Kidder notes that Farmer and Jim Kim have demonstrated that MDR can be treated cost-effectively, meaning that they’re often invited to TB panels in Russia. At the World Bank meetings, which aim to allocate new funding to Russia for wiping out TB in prisons, Farmer speaks alongside his old colleague Alex Goldfarb. Goldfarb, Farmer tells Kidder, is a somewhat unlikable man with an inflated sense of his own intelligence and talent. Nevertheless, Goldfarb is on Farmer’s side. Prior to their meeting with the World Bank, Farmer and Goldfarb review the details of their plan for Russian prisons. Goldfarb wants to treat prisoners immediately, ensuring that dangerous strains of TB aren’t released into the Russian population in the near future. Farmer agrees with this approach. They plan to ask for half the total loan being sent to Russia from the World Bank.
Goldfarb is an important foil for Farmer, even though both are important philanthropists. Where Farmer is charismatic and humble, Goldfarb is argumentative and arrogant. Moreover, Goldfarb is more willing than Farmer to think in cold-blooded, utilitarian terms. Here, for example, he rationalizes prison treatments on the grounds that they could lead to outbreaks in the general Russian population later on. While this isn’t the kind of reasoning that Farmer approves of, we’ve seen him use similar utilitarian strategies to convince American and Peruvian audiences of the efficacy of his TB treatments. Perhaps the difference between Goldfarb and Farmer is that Goldfarb truly believes in efficiency arguments, while Farmer merely uses them strategically.
On the day of the World Bank conference, Farmer dresses in a surprisingly stylish suit, explaining to Kidder that politics is all about the perception of confidence and power.
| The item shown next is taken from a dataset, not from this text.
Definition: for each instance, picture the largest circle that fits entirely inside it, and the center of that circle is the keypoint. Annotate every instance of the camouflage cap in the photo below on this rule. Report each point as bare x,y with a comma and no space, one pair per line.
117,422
At the conference, the World Bank agrees to allocate about half of its total loan for the prison population. While this isn’t ideal, it’s a success for Farmer, since it means that the prison population will be taken care of for the foreseeable future.
Farmer’s suit is an apt symbol for his pragmatic political engagement. Although he’s most comfortable in ordinary clothes, he’s willing to put on a suit if it’ll help him convince others to fund his healthcare programs. Likewise, he’s willing to temporarily silence his opinions or cater to others’ views if it means helping to save lives.
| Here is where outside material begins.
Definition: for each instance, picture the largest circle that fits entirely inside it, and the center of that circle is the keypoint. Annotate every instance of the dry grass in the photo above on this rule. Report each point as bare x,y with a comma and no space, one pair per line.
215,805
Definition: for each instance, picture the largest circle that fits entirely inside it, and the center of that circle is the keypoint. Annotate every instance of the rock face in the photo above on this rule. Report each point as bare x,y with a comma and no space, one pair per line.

Kidder watches Farmer and Goldfarb playfully arguing about prison populations. Farmer claims that the vast majority of people in prison don’t deserve to be there. Kidder supports most of Farmer’s argument, though he finds Farmer a little naïve—surely some people in prison deserve to be there. Farmer asks Kidder if Kidder thinks he’s too idealistic, and Kidder admits that sometimes he does. Farmer nods and admits that without his clinical practice, he’d be nothing.
This section—the last of Part Four—is something of a vindication for Kidder’s point of view. Kidder is often skeptical of Farmer’s lofty ambitions and idealist philosophy of right and wrong. Here, Farmer seems to admit that he can be naïve: unlike his friend Jim Kim, his greatest talent isn’t for strategy, but rather for patient care. If Farmer wasn’t so brilliant, successful, and well connected, he would never have achieved such influence, and probably would just remain an especially kind but unknown doctor on a local level.